Although the base model is highly multilingual, the post-training process focused primarily on English due to the limited availability of high-quality datasets in other languages. Evaluation coverage outside English also remains limited. Future releases aim to further strengthen multilingual capabilities through the generation of high-quality synthetic data.

Hyperparameters

Here we list the specific hyperparameters used during the different training stages.

Long context CPT

Hyperparameter Value
Learning rate 9e-7
LR Scheduler Constant
Tokens per update 4M
Training tokens (4k →32k). 2B
Training tokens (32k →160k). 36.8B

Supervised Fine-Tuning (SFT)

Hyperparameter Value
Learning rate 5e-6
Batch size 256
Epochs 1
LR Scheduler Cosine
Warmup Ratio 4 %
Total Steps 5,687

Architecture

Attribute Value
Total Parameters 40,433,885,184
Embedding Parameters 2,097,152,000
Layers 48
Hidden size 8,192
Attention heads 64
Context length 163,840
Vocabulary size 256,000
Precision bfloat16
Embedding type RoPE
Activation Function SwiGLU
Layer normalization RMS Norm
Flash attention
Grouped Query Attention
Num. query groups 8

Intended Use

Direct Use

ALIA‑40b‑fc is primarily optimized for robust and reliable function calling in tool-augmented and multi-turn conversational settings, while remaining capable of supporting other general-purpose language tasks. As with all models in the ALIA family, it is released openly to support both research and commercial use in any of the covered languages.

Out-of-scope Use

The model is not intended for malicious activities, such as harming others or violating human rights. Any downstream application must comply with current laws and regulations. Irresponsible usage in production environments without proper risk assessment and mitigation is also discouraged.


Hardware and Software

Training Framework

The post-training process was conducted in NeMo-RL, with minor modifications to adapt it to our infraestructure.

Compute Infrastructure

All models were trained on MareNostrum 5, a pre-exascale EuroHPC supercomputer hosted and operated by Barcelona Supercomputing Center.

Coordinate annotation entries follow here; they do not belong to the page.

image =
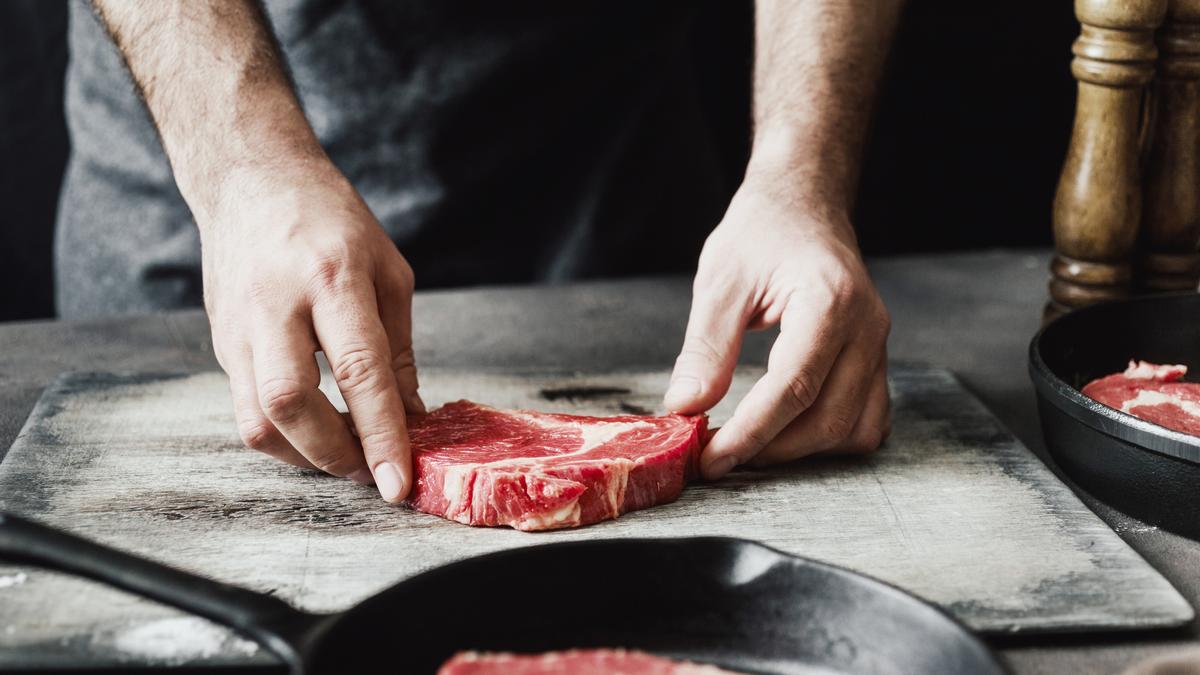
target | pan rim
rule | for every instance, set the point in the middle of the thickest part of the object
(1111, 422)
(963, 634)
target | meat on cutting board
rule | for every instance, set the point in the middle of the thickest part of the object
(1153, 393)
(543, 471)
(575, 662)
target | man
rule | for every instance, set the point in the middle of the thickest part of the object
(436, 113)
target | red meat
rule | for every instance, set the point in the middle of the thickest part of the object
(540, 471)
(1152, 393)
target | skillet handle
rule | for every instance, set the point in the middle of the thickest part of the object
(264, 617)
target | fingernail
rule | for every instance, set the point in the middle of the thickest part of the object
(388, 481)
(682, 392)
(721, 466)
(414, 404)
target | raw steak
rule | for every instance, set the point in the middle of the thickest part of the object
(1153, 393)
(575, 662)
(540, 471)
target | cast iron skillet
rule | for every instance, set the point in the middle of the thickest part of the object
(1145, 470)
(729, 602)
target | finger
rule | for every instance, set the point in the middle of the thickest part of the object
(395, 296)
(801, 359)
(832, 422)
(286, 378)
(711, 345)
(256, 430)
(349, 329)
(875, 425)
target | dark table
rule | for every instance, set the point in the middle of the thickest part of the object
(970, 312)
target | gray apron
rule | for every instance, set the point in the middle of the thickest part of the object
(496, 142)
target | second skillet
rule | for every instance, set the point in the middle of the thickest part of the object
(727, 602)
(1137, 466)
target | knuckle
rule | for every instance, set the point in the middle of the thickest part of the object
(845, 290)
(405, 275)
(801, 392)
(335, 463)
(358, 370)
(257, 434)
(837, 428)
(403, 360)
(378, 441)
(867, 441)
(697, 347)
(755, 437)
(331, 266)
(282, 399)
(883, 317)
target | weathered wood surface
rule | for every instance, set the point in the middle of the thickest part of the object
(953, 509)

The accelerated partition is composed of 1,120 nodes with the following specifications:

  • 4x Nvidia Hopper GPUs with 64GB HBM2 memory
  • 2x Intel Sapphire Rapids 8460Y+ at 2.3Ghz and 32c each (64 cores)
  • 4x NDR200 (BW per node 800Gb/s)
  • 512 GB of Main memory (DDR5)
  • 460GB of NVMe storage

The SFT stage was run across 8 nodes with a total of 32 GPUs.


How to use

The model can be used either directly in Python using the transformers library or deployed as a service and used through standard API calls.

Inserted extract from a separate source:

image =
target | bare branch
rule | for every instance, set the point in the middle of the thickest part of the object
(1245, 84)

While the former gives the most control over the inference process it requires the code to be executed on a machine with a sufficiently powerful GPU to run the model locally, and is more error prone than the alternative. We therefore strongly recommend the latter, as deploying the model as a service can be done either locally or on a remote server and makes the model available to multiple clients in parallel among other advantages.

Unless you have very specific needs (e.g. for research) that require adapting the inference process it is preferable to follow the "deployment as a service" guidelines below.

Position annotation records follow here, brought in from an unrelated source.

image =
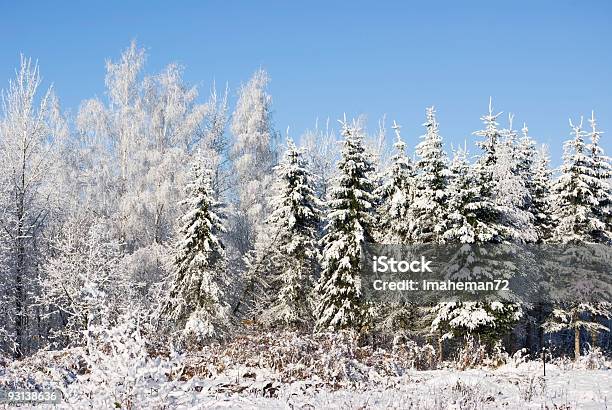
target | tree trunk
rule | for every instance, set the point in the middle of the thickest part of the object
(577, 343)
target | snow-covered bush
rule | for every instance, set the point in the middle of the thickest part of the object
(120, 371)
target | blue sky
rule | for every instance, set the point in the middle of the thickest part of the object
(542, 60)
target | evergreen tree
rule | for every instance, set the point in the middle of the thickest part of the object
(482, 212)
(350, 225)
(486, 215)
(429, 208)
(254, 154)
(196, 302)
(577, 194)
(294, 226)
(602, 172)
(510, 193)
(462, 191)
(395, 196)
(541, 206)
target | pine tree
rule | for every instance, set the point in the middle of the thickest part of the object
(510, 193)
(486, 215)
(577, 194)
(462, 191)
(350, 225)
(395, 196)
(254, 154)
(196, 302)
(483, 211)
(429, 207)
(541, 187)
(580, 220)
(602, 172)
(294, 226)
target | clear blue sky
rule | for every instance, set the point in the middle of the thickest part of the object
(542, 60)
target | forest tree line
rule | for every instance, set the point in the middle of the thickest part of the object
(199, 219)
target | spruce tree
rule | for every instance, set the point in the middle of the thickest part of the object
(350, 225)
(579, 202)
(429, 208)
(396, 195)
(541, 191)
(294, 226)
(462, 191)
(578, 192)
(482, 214)
(196, 302)
(600, 186)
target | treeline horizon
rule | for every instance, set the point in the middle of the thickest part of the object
(190, 216)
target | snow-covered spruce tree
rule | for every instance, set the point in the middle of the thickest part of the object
(462, 191)
(429, 207)
(577, 194)
(395, 195)
(510, 192)
(577, 317)
(196, 302)
(576, 197)
(602, 172)
(254, 155)
(293, 251)
(350, 225)
(541, 191)
(486, 215)
(483, 216)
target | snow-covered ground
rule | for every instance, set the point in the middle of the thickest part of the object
(510, 386)
(285, 370)
(523, 387)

In any case, we recommend using a temperature setting close to zero (0.0–0.2) to achieve optimal performance.

Local inference with Python / transformers

The model utilizes the widely adopted ChatML template to structure conversational inputs and outputs. Using this standardized chat format ensures a consistent and enhanced conversational experience. The template can be easily applied through the tokenizer’s built-in functions, as illustrated in the example snippet below:

import torch
from datetime import datetime
from transformers import AutoTokenizer, AutoModelForCausalLM

model_id = "BSC-LT/ALIA-40b-fc-2605"

text = "What is the weather like in Paris today?"

tokenizer = AutoTokenizer.from_pretrained(model_id)
model = AutoModelForCausalLM.from_pretrained(
    model_id,
    device_map="auto",
    torch_dtype=torch.bfloat16
  )

message = [ { "role": "user", "content": text } ]

tools = [{
    "type": "function",
    "name": "get_weather",
    "description": "Get current temperature for a given location.",
    "parameters": {
        "type": "object",
        "properties": {
            "location": {
                "type": "string",
                "description": "City and country e.g. Bogotá, Colombia"
            }
        },
        "required": [
            "location"
        ],
        "additionalProperties": False
    }
}]

prompt = tokenizer.apply_chat_template(
    message,
    tokenize=False,
    add_generation_prompt=True,
    tools=tools
)

inputs = tokenizer.encode(prompt, add_special_tokens=False, return_tensors="pt")
outputs = model.generate(input_ids=inputs.to(model.device), max_new_tokens=1000)

print(tokenizer.decode(outputs[0], skip_special_tokens=True))

Output:

<tool_call>
{"name": "get_weather", "arguments": {"location": "Paris, France"}}
</tool_call>

Deployment as service and remote use (Messages API)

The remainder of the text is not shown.